Dienste die unter dem Benutzer root laufen müssen ?

[walter12]

Hallo,

ich bin gerade mal am überlegen, welche Dienste eigentlich unter root laufen müssen ?

Muss z.B. ein Interbase-Server, Webmin als root laufen ?

Eure Meinung ist jetzt gefragt ?
Ich will hier keine besonderen Dienst in Vordergrund stellen.

Gruss

[captaincrunch]

Jeder Prozess, der einen Socket <=1024 bindet, muss (mit normalen Unix-Berechtigungen) unter root laufen. webmin hat hier eine Sonderstellung, aber auch nur, weil es tief im System rumpfuschen muss.

[walter12]

Sysweb muss leider auch als root laufen.

[dodolin]

Jeder Prozess, der einen Socket <=1024 bindet, muss (mit normalen Unix-Berechtigungen) unter root laufen.

Er muss als root gestarted werden, kann nach dem Binden des Sockets aber sofort auf eine andere Benutzer-ID wechseln.
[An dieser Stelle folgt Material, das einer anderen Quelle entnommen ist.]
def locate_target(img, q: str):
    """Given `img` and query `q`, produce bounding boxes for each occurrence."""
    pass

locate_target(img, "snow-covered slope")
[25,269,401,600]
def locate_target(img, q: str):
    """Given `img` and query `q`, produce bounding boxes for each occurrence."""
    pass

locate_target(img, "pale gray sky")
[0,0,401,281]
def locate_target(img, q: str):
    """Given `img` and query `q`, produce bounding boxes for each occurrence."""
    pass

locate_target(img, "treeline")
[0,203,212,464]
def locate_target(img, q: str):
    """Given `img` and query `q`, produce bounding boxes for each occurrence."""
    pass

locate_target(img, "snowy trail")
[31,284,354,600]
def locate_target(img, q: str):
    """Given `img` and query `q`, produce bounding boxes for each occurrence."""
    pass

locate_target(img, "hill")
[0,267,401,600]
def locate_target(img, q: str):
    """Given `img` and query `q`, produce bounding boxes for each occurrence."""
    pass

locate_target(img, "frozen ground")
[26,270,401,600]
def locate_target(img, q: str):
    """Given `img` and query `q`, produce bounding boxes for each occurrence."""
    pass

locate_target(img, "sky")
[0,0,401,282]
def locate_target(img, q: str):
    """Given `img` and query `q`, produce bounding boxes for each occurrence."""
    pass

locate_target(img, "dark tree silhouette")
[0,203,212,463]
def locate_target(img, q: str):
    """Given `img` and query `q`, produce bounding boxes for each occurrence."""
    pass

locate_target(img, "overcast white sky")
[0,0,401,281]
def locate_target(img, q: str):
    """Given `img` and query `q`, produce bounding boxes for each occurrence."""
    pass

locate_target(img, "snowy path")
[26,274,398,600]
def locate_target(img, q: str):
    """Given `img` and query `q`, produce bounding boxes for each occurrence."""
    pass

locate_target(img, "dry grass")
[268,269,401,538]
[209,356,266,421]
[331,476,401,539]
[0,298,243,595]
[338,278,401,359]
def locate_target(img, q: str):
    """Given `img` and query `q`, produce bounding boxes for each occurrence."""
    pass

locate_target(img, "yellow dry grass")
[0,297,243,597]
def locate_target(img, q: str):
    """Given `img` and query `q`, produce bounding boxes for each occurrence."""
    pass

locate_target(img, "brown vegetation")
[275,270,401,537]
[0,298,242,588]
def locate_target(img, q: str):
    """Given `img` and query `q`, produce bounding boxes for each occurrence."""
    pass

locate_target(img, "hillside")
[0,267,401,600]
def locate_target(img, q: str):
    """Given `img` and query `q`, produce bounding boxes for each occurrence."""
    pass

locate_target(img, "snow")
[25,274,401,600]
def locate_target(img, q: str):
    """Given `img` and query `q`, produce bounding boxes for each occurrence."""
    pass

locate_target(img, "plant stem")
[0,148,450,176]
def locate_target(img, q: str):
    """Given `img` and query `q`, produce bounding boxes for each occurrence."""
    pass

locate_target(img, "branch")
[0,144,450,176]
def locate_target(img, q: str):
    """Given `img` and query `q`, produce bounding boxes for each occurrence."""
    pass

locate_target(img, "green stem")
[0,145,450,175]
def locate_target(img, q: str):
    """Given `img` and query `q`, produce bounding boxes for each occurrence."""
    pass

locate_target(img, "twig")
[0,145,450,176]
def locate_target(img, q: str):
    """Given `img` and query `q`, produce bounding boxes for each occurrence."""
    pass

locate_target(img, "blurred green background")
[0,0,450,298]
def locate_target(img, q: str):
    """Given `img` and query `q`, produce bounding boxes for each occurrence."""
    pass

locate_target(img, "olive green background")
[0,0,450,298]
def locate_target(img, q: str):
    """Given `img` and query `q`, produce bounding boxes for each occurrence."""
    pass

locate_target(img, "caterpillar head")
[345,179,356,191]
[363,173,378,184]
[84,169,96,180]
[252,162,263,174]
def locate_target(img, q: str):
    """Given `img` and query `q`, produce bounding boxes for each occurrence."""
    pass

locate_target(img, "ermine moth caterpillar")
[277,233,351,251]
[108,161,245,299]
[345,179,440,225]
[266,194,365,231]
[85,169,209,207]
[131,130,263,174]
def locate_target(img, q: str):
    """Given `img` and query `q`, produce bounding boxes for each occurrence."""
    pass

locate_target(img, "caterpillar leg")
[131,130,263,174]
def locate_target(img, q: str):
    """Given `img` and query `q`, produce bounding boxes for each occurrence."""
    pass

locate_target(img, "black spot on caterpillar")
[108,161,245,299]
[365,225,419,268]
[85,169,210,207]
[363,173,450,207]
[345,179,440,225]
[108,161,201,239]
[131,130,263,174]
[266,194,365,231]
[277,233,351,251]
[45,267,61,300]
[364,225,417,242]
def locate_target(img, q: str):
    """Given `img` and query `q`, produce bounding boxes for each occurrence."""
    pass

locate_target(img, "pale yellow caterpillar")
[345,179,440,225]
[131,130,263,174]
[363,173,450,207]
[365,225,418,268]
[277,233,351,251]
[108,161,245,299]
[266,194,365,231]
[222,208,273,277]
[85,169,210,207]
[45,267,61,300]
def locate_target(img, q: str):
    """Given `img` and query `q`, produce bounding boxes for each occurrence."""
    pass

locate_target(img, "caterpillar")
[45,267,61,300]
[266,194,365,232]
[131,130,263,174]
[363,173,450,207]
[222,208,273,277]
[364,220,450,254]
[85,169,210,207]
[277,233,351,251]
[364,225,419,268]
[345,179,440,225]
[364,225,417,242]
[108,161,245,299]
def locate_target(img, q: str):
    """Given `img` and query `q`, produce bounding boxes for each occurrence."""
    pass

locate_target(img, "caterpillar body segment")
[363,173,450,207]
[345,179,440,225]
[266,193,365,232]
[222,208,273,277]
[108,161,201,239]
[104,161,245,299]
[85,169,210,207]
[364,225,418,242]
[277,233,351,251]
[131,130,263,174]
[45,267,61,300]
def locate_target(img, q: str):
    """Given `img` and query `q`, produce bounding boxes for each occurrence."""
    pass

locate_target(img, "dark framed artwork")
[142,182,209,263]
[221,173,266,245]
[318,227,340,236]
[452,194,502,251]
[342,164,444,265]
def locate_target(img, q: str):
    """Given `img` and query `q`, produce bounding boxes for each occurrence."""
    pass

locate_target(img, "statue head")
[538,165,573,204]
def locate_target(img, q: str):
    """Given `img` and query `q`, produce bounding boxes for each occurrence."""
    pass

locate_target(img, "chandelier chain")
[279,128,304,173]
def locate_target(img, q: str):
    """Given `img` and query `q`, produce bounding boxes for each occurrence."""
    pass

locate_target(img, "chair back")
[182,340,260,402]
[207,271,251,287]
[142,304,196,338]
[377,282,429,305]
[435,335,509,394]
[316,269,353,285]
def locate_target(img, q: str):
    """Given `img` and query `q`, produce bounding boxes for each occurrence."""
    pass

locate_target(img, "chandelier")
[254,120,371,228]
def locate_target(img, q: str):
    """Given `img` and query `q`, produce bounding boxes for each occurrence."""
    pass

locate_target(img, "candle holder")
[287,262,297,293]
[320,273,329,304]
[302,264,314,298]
Weiterhin benötigen Prozesse Rootrechte, wenn sie die Rechte anderer Benutzer-IDs annehmen möchten, z.B. MTAs, die in Mailboxen für User schreiben wollen. Aber auch hier gibt es ja Architekturansätze wie bei QMail oder Postfix, die die Funktionalität des MTAs aufteilen und dann nur den Delivery-Prozess mit den benötigten erweiterten Rechten ausstatten und nicht den gesamten Dämon.

webmin hat hier eine Sonderstellung, aber auch nur, weil es tief im System rumpfuschen muss.

Jupp, wer Dateien ändern will (z.B. in Konfigurationsdateien in /etc), die nur root schreiben darf oder Dämons neu starten möchte, die unter verschiedensten UIDs laufen, der benötigt auch Rootrechte.

[captaincrunch]

Er muss als root gestarted werden, kann nach dem Binden des Sockets aber sofort auf eine andere Benutzer-ID wechseln.

Richtig: der Prozess kann Privilegien droppen, muss es aber nicht (Stichwort Capabilities, z.B. http://search.linuxsecurity.com/feature ... urity.html )
Nicht umsonst laufen die Masterprozesse des Apachen oder Postfix unter UID 0.